On one side of the coin, the design showcases a slice of toast with Vegemite smothered across, while the flip side features the profile of the late monarch Queen Elizabeth II.
Coin expert and TikToker Joel Kandiah, who goes by the handle @TheHistoryOfMoney, told 7News the unique coin will be in very high demand with collectors.
“I think it will be very popular for the basis that it is a well-designed coin. People have an affinity with Vegemite (whether they love it or hate it!) and people will want to add another coloured coin to their collections,” he said.
It could likely be the last coin to feature a portrait of the late Queen and therefore could be worth a lot of money.
He added: “It’s a simple design but I think it really represents a scene that is common across many households in Australia in the morning, that piece of toast with a slight layer of Vegemite across.”
The set will be available from today (Thursday, November 17) via the Royal Mint website and is marked up at two price points.
The uncirculated set is available for $33, and the proof set is $130.
The set showcasing the former monarch comes after speculation that King Charles will not appear on the new design for the $5 dollar note.

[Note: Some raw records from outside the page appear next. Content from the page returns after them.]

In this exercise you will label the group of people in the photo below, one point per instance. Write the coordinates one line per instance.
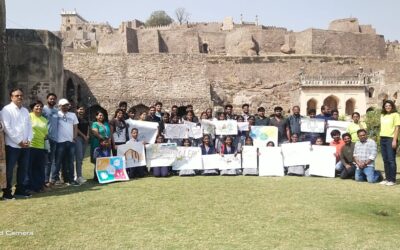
(51, 140)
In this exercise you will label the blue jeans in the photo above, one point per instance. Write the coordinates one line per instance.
(389, 158)
(80, 148)
(14, 156)
(36, 170)
(367, 174)
(65, 156)
(51, 160)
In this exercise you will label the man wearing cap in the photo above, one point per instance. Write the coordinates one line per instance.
(18, 130)
(65, 153)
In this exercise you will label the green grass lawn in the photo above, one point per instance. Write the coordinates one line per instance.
(207, 213)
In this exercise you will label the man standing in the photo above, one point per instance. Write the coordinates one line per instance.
(67, 133)
(281, 123)
(18, 130)
(50, 111)
(294, 122)
(365, 152)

PUT STEVE IRWIN ON THE 5 DOLLAR NOTE.— JIMS MOWING (@anthonyvswrld) September 9, 2022
I would love to see Steve Irwin on the $5 dollar note!— Heather F.C. (@Heather15814898) October 4, 2022
Many have even put forth their own ideas, with some demanding that the late national treasure Steve Irwin appear on the note.
Shortly after Charles became King on the British throne, one person tweeted: “PUT STEVE IRWIN ON THE 5 DOLLAR NOTE.”
Another commented: “I would love to see Steve Irwin on the $5 dollar note!”
While a third person said: “I agree, Steve was and still is an inspiration to many. The currency with his face will be hard as nails!"
The Assistant Minister for Treasury also commented about the design following the Queen's death and said that King Charles won’t ‘automatically’ appear on the note.
However, the monarch will continue to appear on coins to uphold tradition.
He said: "The decision to include the Queen’s face on the $5 note was about her personally rather than about her status as the monarch so that transition [to Charles on the note] isn’t automatic.
“We’ll have a sensible conversation within government and make an appropriate announcement in due course.”